U.S. Attorney John C. Anderson and FBI Special Agent in Charge James C. Langenberg thanked the Taos County Sheriff’s Office and 8th Judicial District Attorney’s Office for supporting the federal investigation.
The previous day (Thursday, Aug. 30), 8th Judicial District Attorney Donald Gallegos issued a statement noting the office is dismissing charges against Wahhaj and Laveille “on the grounds that the charges will be taken to the grand jury to be convened in September.”
On Wednesday, District Judges Chavez and Jeff McElroy ruled to drop all five cases after prosecutors failed to hold their preliminary hearings within the state-mandated 10-day window for defendants who are incarcerated.
Gallegos defended his attorneys, noting, “Had the cases gone to preliminary hearing within the 10 days as required, it would be nearly impossible to get all the witnesses, documents, exhibits, statements, etc., that would be required to have the court make a finding of probable cause.

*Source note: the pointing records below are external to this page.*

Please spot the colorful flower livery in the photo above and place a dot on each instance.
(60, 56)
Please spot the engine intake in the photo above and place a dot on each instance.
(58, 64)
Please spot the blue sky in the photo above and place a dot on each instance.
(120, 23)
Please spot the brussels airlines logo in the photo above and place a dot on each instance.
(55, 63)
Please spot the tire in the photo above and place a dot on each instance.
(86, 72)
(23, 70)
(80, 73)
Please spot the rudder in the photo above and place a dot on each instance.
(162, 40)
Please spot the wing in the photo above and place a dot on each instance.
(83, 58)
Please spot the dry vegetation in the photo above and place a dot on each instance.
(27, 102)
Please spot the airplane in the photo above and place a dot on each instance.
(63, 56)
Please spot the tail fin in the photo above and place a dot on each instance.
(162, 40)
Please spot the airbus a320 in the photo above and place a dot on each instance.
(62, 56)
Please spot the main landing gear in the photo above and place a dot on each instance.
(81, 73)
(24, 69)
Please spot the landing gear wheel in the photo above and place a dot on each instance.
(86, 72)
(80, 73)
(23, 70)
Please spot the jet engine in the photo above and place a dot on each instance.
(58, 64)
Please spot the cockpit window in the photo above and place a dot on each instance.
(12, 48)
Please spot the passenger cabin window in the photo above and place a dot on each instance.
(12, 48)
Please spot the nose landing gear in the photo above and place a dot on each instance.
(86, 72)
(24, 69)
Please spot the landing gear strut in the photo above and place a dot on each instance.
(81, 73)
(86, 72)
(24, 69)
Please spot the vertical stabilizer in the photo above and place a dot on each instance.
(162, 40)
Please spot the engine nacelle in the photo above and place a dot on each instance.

“Presenting the case to a grand jury allows the prosecutor’s office to present evidence that would not otherwise be admissible at a preliminary hearing.
Additionally, Gallegos noted, a preliminary hearing could have subjected the two older to cross-examination, while presenting the cases to a grand jury will not require their testimony. “The law allows hearsay testimony to be presented to a grand jury provided it is credible.
“This office is fully aware that having the two older children testify could be very traumatic to them, especially with the amount of attention these cases have been getting and anticipating that the courtroom would be crowded.”
“We have been notified by the District Court that the grand jury will not be convened until Sept. 27.”